Valbrun had been recommended by the district’s Culture and Equity in Leadership Team to help engender a climate of diversity, equity and inclusion. But before Valbrun’s Jan. 13 board presentation, she submitted a letter of withdrawal, citing the “vitriol and lack of professionalism” she had been subjected to. Residents argued Valbrun was not suitable for the job based on a social media post in August calling three Republicans “devils” and expressing her desire that the party would implode.
“Hiring a Republican-bashing consultant — that is a fact — who then purports to want everyone to thrive has no place in our district,” Sartori said.
But Jacquelyn Bruns, a 2013 Hinsdale Central alum, said she was disheartened by the way the conversation around equity work has unfolded.

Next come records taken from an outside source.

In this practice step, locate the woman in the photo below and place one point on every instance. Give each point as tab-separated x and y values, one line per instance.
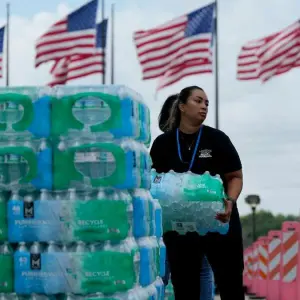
206	278
190	145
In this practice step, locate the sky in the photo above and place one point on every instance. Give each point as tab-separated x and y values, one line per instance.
262	120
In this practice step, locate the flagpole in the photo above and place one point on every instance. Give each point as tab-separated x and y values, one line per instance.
7	41
112	49
216	67
103	43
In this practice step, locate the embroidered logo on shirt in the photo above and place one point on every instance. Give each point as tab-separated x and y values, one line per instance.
205	153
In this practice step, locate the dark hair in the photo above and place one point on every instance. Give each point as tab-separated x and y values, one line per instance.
165	111
175	114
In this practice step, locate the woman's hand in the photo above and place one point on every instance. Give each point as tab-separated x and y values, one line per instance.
224	217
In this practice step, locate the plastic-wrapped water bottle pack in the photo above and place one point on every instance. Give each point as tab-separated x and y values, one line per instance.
77	219
189	201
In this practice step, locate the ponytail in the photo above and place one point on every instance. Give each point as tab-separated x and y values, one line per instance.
170	115
174	118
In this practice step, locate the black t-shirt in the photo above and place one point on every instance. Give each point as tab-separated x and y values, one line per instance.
215	154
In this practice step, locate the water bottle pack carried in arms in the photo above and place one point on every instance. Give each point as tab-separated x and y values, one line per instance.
76	215
190	201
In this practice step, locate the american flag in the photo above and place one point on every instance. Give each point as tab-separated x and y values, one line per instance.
2	31
79	66
177	49
270	56
75	34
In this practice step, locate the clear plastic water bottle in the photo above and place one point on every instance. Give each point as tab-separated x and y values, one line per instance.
6	272
52	265
158	219
3	217
160	288
147	261
3	171
141	215
13	163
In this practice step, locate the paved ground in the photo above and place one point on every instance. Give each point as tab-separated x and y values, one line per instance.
218	298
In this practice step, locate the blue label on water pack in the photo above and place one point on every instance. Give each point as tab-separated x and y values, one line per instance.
41	124
37	221
43	273
127	116
131	178
141	222
43	179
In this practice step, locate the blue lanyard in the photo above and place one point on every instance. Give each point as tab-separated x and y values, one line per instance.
195	149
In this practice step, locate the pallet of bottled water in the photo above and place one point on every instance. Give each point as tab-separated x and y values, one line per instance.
77	219
189	201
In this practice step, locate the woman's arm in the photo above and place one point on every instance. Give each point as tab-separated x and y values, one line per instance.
234	184
231	167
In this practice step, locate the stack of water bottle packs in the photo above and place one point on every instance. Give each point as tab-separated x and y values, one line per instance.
190	202
76	215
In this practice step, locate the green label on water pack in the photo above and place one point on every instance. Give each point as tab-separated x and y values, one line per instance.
100	220
202	188
3	223
107	272
6	273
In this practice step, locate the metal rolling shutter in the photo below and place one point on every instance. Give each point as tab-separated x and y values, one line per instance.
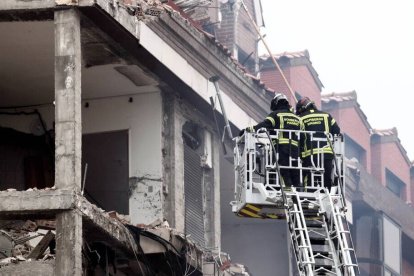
194	219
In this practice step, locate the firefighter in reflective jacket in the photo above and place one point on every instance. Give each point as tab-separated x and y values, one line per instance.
283	118
316	120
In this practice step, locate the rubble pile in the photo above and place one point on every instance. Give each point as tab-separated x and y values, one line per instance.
26	240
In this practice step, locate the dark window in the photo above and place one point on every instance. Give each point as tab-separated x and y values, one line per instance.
394	184
298	96
107	175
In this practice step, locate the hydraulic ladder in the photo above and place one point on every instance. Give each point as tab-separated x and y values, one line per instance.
319	232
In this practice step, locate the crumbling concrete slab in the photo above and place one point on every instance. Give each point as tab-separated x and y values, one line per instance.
44	268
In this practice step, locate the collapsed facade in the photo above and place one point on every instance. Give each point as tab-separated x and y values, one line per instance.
106	106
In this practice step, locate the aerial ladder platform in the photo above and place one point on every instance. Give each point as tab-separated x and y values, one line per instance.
319	232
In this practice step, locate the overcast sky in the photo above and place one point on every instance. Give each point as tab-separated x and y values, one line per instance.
361	45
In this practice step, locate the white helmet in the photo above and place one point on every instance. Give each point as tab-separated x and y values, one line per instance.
278	98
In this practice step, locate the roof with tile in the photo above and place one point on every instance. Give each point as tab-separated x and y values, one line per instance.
292	59
343	97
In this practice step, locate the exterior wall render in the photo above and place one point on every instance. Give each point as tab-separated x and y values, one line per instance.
393	160
189	75
185	112
246	35
351	123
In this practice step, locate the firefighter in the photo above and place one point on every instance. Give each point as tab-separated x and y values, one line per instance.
283	118
322	122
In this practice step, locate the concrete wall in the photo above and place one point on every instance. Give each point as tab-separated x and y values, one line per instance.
407	268
143	118
29	123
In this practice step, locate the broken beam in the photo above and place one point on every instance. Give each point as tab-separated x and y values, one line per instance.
17	203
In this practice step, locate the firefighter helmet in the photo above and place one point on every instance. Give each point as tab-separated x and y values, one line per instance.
304	104
277	99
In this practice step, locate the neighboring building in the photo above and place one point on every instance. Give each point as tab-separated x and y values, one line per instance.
109	139
379	174
105	106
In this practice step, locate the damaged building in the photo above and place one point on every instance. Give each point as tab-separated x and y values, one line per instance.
111	153
109	148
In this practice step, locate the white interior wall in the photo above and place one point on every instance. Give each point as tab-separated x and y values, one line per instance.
142	118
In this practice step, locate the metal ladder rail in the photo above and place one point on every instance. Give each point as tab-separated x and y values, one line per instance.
343	237
322	270
300	238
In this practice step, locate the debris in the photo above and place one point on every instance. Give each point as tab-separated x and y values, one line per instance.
41	246
30	226
46	224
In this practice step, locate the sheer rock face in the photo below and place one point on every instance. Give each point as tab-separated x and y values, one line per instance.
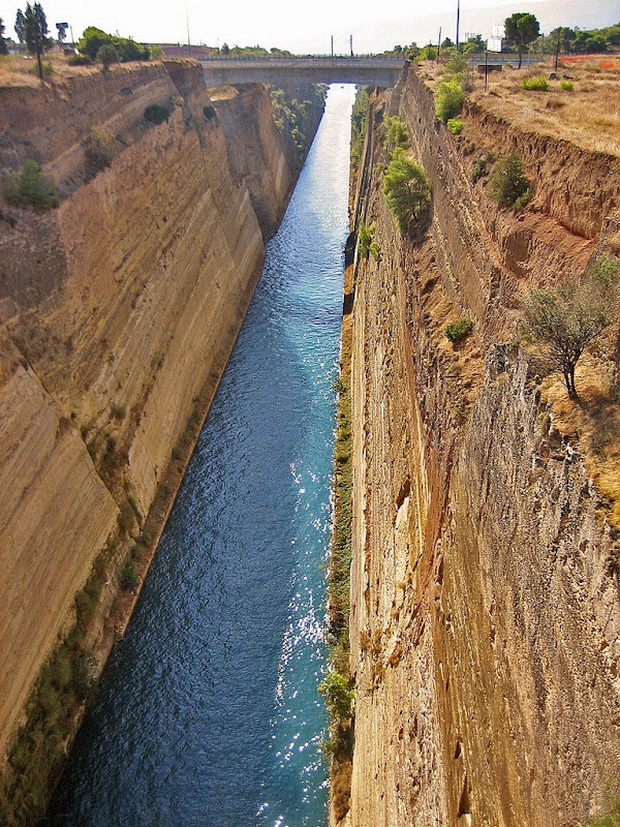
117	310
485	619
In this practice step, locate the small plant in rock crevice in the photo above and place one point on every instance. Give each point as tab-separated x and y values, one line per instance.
458	331
509	185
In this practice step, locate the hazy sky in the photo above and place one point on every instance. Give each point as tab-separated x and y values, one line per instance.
306	26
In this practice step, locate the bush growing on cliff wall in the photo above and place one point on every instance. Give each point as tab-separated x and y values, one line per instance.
364	239
395	132
509	185
406	189
31	188
569	318
449	99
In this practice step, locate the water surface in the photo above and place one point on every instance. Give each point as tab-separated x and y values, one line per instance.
209	713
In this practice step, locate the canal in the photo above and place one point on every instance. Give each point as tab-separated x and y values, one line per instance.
208	712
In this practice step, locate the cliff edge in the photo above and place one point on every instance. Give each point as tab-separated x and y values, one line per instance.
118	311
485	618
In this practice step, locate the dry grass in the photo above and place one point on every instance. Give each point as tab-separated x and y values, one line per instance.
594	420
588	116
21	70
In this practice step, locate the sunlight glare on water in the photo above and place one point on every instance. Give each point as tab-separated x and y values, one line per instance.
209	713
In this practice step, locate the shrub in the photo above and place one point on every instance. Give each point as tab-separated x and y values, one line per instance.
156	114
566	320
395	132
81	60
129	580
509	185
31	188
107	55
449	99
481	166
458	331
537	84
338	696
364	239
98	150
406	189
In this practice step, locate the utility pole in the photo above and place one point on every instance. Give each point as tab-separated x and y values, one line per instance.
189	47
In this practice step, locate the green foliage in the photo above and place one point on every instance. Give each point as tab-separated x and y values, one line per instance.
19	25
522	28
338	694
566	320
93	39
288	111
428	52
107	55
449	99
458	331
129	580
157	114
364	239
610	817
35	32
406	189
509	185
98	148
4	49
395	132
375	250
31	188
80	60
481	166
537	84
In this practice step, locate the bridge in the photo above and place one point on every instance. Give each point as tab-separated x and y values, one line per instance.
367	70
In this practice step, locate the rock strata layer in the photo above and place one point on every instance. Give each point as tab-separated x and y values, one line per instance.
485	619
118	311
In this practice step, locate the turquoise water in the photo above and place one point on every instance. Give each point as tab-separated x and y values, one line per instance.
209	713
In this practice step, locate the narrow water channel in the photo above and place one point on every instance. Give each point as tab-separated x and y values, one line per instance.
208	713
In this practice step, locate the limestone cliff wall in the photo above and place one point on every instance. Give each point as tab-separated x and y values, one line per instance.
119	310
484	598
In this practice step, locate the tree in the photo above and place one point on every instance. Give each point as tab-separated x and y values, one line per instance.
406	189
522	28
31	188
568	319
509	185
4	49
19	26
35	32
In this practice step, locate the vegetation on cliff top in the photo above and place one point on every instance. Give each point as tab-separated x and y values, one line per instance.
568	319
31	188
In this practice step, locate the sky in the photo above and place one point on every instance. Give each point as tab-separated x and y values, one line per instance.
306	27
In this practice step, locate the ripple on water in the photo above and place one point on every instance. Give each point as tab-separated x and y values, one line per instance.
209	713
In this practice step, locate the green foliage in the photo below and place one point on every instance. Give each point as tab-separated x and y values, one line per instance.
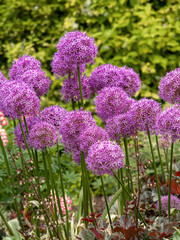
141	34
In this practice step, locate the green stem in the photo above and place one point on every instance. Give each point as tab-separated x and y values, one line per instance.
106	203
170	177
80	86
155	171
159	154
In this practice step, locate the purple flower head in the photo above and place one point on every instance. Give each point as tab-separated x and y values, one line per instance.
169	89
54	115
144	114
103	157
70	88
18	99
43	135
121	126
23	64
36	80
74	49
91	135
71	128
175	203
19	139
112	101
168	123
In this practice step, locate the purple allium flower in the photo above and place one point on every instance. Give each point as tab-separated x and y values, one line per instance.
108	75
72	126
169	89
112	101
175	203
121	126
36	80
19	139
144	114
74	49
18	99
54	115
168	123
70	88
23	64
103	157
43	135
91	135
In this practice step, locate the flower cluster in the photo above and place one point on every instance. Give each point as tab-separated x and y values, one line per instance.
74	49
112	101
43	135
70	88
169	89
174	203
168	123
103	157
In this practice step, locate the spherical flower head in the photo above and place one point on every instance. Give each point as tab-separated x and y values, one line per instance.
18	99
36	80
169	89
19	139
23	64
144	114
70	88
43	135
168	123
103	157
54	115
174	203
91	135
71	128
121	126
74	49
112	101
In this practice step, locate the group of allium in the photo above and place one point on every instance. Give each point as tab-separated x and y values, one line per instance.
115	105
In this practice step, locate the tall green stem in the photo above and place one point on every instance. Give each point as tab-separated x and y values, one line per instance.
170	177
106	203
155	171
160	159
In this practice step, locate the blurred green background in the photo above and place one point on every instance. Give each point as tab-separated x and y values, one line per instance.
142	34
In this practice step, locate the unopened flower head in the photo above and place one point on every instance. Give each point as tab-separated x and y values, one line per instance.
169	89
121	126
74	49
70	88
23	64
168	123
43	135
103	157
112	101
144	114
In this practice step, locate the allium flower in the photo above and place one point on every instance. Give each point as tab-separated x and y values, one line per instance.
71	128
168	123
36	80
120	126
54	115
70	88
91	135
18	99
108	75
144	114
23	64
43	135
175	203
112	101
169	89
19	139
103	157
74	49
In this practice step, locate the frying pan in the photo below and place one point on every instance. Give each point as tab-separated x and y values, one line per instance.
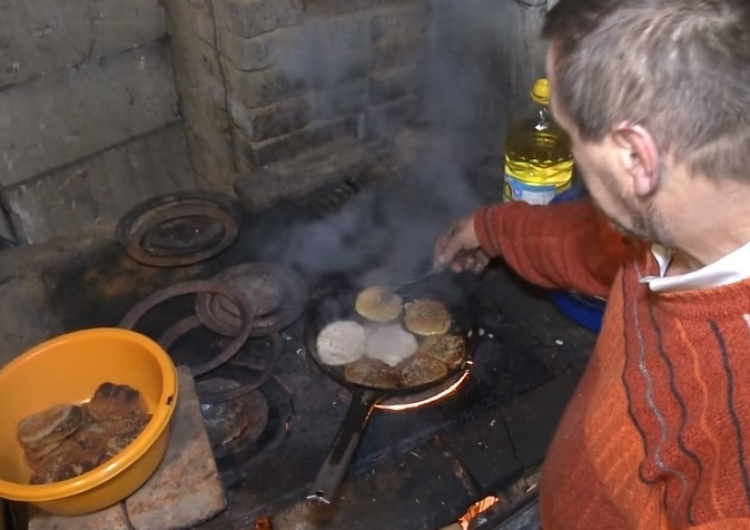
339	305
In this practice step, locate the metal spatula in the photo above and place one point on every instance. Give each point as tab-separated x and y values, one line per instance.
411	281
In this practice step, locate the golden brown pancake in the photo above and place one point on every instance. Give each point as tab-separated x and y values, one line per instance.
371	372
421	370
341	342
427	317
69	440
378	304
448	349
112	403
49	427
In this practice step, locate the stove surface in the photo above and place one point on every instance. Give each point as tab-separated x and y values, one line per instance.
413	469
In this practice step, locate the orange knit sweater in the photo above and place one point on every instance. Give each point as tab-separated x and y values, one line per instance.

“Students need more emphasis on issues of diversity, equity and inclusion,” she said. “The way the community treated Ms. Valbrun, as well as the way they are treating the superintendent tonight, demonstrates to me” the need for a consultant.
The proceeding began on a controversial note when board President Terri Walker, citing the number of speakers, shortened the time limit for individual comments from 3 minutes to 2 minutes. Board members Debbie Levinthal and Jeff Waters protested the change, contending that the public has not been given adequate notice, but to no avail.
During board member comments, Peggy James said the strong pushback to the equity efforts demonstrate that, at the very least, the district has a communication problem.
“Transparency is really needed to provide the community with a clear understanding of what the CELT committee does and what their work is and what is being proposed to the board and why,” James said.
But board member Kathleen Hirsman said she supports the work of CELT and implored residents to “dial down the temperature” in discussing the matter to foster a spirit of collaboration.
“Instead of focusing on a consultant who was not hired by the district ... focus on the work that we can do within our school district,” Hirsman said.
Board member Cynthia Hanson acknowledged that many have been hurt by statements made in the last couple of weeks but encouraged all parties to listen to one another.
“If we take a second to practice patience, humility, compassion and empathy, we might collectively learn something that we, as a community, can build with,” Hanson said. “And those (traits), ironically, are the central tenets to diversity, equity and inclusion work.”